BioTechniques 31:502-508
(Spet. 2001)
Abstract
The repeatability and sensitivity of a simple, adaptable, semi-quantitative, realtime RT-PCR assay was investigated. The assay can be easily and rapidly applied to quantitate relative levels of any gene product without using standards, provided that amplification conditions are specific for the PCR product of interest. Using the LightCycler™ real-time PCR machine, a serial 10-fold dilution series (spanning four orders of magnitude) of a 379-bp cDNA template was amplified, and the PCR product was detected using SYBR™ GreenI chemistry. The experiment was repeated on a subsequent day.
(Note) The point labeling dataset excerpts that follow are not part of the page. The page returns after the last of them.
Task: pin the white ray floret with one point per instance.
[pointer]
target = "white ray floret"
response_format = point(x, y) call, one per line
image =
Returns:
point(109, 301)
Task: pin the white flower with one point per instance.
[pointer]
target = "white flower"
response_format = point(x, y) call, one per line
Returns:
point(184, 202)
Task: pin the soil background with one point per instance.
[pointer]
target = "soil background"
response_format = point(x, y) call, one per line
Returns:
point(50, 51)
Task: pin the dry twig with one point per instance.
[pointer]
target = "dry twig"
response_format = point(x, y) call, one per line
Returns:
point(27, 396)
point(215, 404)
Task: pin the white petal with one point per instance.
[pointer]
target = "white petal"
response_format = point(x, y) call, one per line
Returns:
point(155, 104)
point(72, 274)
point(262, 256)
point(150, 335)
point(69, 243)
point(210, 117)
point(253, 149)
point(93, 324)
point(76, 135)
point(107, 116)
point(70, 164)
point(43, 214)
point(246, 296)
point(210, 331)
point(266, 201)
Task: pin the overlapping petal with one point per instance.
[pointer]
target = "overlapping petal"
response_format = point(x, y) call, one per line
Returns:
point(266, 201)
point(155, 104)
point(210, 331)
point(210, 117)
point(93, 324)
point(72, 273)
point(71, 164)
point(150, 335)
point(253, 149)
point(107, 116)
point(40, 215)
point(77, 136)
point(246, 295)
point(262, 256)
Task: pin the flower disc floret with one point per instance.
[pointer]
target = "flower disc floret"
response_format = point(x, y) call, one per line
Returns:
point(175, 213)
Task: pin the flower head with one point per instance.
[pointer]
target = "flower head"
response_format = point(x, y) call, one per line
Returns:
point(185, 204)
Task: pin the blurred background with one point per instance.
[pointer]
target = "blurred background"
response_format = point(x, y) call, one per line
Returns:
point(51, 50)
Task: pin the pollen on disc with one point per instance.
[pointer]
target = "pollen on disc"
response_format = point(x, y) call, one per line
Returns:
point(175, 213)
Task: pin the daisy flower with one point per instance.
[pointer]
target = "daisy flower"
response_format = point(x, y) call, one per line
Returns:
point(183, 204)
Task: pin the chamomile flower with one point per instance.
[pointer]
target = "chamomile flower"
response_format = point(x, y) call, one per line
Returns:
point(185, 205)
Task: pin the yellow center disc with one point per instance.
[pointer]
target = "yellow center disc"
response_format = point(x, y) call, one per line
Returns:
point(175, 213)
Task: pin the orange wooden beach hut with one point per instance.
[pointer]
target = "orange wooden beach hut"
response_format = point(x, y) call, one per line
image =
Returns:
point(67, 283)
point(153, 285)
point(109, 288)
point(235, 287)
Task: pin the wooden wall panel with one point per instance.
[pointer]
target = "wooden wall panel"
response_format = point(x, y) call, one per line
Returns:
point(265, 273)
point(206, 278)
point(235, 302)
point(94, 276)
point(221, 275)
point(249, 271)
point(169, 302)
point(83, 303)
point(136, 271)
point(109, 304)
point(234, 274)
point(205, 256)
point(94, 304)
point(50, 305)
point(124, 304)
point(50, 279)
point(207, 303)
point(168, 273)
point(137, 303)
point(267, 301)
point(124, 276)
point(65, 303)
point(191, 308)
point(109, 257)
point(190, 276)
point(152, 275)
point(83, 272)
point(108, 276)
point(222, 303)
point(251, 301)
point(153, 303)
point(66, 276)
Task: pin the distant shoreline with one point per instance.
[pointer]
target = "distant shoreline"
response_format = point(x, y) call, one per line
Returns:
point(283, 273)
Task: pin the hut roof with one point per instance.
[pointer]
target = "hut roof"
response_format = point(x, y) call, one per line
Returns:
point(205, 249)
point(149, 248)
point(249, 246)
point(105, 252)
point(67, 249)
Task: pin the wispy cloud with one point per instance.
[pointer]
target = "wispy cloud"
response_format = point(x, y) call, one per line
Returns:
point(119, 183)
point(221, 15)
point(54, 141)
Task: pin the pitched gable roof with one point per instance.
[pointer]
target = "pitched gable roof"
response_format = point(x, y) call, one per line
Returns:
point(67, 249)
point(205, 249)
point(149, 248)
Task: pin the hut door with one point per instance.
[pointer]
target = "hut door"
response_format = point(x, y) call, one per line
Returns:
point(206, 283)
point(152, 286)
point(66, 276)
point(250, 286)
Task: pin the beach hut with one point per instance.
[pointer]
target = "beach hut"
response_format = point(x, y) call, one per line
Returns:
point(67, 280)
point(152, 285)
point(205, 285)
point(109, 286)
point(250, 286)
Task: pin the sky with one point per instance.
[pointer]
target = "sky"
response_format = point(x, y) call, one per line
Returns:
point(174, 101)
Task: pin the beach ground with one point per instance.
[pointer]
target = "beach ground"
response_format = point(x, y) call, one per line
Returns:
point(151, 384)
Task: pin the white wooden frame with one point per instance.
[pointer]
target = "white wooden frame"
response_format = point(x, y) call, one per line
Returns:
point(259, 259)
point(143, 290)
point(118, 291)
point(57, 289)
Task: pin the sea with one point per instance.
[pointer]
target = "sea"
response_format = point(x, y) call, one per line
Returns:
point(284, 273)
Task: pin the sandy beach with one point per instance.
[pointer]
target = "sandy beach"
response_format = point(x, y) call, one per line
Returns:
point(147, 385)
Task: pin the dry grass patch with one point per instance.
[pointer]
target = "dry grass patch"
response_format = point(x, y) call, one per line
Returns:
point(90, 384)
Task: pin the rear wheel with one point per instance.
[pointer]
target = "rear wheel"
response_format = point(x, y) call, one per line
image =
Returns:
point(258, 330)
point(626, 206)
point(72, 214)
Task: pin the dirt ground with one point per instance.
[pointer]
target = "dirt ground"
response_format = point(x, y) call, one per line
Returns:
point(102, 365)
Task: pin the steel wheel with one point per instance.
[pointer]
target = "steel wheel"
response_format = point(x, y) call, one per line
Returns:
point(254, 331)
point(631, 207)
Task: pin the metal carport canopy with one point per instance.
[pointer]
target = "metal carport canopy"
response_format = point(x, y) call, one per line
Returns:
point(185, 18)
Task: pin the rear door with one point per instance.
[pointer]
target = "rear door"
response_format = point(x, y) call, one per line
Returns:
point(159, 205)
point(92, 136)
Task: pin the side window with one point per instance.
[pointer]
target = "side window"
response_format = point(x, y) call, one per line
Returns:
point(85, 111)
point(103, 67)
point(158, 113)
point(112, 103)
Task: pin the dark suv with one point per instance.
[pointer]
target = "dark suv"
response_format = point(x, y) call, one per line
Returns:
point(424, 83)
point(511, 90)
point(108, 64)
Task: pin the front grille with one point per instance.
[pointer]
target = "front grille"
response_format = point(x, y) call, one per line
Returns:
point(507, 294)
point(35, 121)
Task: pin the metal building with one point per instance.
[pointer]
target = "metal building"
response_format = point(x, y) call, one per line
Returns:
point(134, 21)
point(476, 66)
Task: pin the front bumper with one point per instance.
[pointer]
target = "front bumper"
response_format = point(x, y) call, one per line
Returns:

The experimental design was such that the data lent itself to analysis using an appropriate method for testing repeatability. It was found that, within a single assay, for samples assayed in triplicate, a difference of 23% may be reliably detected. Furthermore,when all of the factors that contribute to variability in the assay are taken into account, such as day-to-day variation in pipetting and amplification efficiency, a 52% difference in target template can be detected using a sample size of 4. The assay was found to be linear over at least four orders of magnitude.